The wind had gone to the south and the snow was melting fast.
There was a blue sky above Asia, and away to the north masses of
white cloud drifting over the Black Sea. What had seemed the day
before the dingiest of cities now took on a strange beauty, the
beauty of unexpected horizons and tongues of grey water winding below
cypress-studded shores. A man's temper has a lot to do with his
appreciation of scenery. I felt a free man once more, and could use
my eyes.

That street was a jumble of every nationality on earth. There
were Turkish regulars in their queer conical khaki helmets, and
wild-looking levies who had no kin with Europe. There were squads of
Germans in flat forage-caps, staring vacantly at novel sights, and
quick to salute any officer on the side-walk. Turks in closed
carriages passed, and Turks on good Arab horses, and Turks who looked
as if they had come out of the Ark. But it was the rabble that
caught the eye - very wild, pinched, miserable rabble. I never in my
life saw such swarms of beggars, and you walked down that street to
the accompaniment of entreaties for alms in all the tongues of the
Tower of Babel. Blenkiron and I behaved as if we were interested
tourists. We would stop and laugh at one fellow and give a penny to
a second, passing comments in high-pitched Western voices.

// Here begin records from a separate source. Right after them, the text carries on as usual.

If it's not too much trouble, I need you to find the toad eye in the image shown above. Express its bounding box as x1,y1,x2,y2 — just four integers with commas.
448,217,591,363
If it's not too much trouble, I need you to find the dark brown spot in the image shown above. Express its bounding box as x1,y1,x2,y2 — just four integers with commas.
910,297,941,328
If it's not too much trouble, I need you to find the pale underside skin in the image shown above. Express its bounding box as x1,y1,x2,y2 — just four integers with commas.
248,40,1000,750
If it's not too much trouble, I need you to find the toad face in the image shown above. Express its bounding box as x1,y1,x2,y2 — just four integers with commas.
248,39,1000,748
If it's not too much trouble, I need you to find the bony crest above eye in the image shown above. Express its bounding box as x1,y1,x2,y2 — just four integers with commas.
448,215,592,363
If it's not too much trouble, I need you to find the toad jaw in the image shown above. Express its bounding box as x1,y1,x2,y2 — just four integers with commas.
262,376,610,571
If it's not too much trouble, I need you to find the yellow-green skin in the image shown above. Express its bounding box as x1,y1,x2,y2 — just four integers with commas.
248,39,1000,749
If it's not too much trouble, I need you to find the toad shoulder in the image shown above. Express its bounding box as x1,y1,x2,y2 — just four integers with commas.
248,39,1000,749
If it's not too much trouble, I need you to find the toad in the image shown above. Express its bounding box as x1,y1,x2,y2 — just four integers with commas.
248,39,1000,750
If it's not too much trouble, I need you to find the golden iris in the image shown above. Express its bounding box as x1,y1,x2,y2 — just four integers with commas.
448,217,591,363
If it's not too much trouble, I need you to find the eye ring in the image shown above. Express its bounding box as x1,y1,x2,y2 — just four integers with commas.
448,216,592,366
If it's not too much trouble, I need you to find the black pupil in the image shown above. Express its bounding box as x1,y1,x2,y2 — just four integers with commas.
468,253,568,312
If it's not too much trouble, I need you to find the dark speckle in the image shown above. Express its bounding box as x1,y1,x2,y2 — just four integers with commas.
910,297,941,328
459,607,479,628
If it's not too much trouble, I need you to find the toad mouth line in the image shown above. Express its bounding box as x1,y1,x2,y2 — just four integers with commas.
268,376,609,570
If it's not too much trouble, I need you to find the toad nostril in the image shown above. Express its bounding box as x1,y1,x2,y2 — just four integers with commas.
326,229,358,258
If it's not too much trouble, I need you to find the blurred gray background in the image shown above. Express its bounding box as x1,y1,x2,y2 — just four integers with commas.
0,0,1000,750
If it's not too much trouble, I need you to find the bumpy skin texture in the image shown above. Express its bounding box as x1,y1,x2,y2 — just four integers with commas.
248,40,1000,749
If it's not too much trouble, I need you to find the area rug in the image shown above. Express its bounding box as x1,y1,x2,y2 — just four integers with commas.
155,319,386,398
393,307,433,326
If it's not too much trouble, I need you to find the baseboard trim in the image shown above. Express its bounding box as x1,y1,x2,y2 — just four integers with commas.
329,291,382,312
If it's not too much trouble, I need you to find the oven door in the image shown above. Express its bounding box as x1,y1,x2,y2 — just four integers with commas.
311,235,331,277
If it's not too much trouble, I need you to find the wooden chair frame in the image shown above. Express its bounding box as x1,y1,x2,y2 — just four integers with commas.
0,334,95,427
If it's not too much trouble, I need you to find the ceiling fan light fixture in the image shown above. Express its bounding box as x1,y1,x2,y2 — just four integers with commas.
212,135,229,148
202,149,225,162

We went into a cafe and had a cup of coffee. A beggar came in
and asked alms. Hitherto Blenkiron's purse had been closed, but now
he took out some small nickels and planked five down on the table.
The man cried down blessings and picked up three. Blenkiron very
swiftly swept the other two into his pocket.

That seemed to me queer, and I remarked that I had never before
seen a beggar who gave change. Blenkiron said nothing, and presently
we moved on and came to the harbour-side.

There were a number of small tugs moored alongside, and one or
two bigger craft - fruit boats, I judged, which used to ply in the
Aegean. They looked pretty well moth-eaten from disuse. We stopped
at one of them and watched a fellow in a blue nightcap splicing
ropes. He raised his eyes once and looked at us, and then kept on
with his business.

Blenkiron asked him where he came from, but he shook his head,
not understanding the tongue. A Turkish policeman came up and stared
at us suspiciously, till Blenkiron opened his coat, as if by
accident, and displayed a tiny square of ribbon, at which he
saluted.

Failing to make conversation with the sailor, Blenkiron flung
him three of his black cigars.

'I guess you can smoke, friend, if you can't talk,' he said.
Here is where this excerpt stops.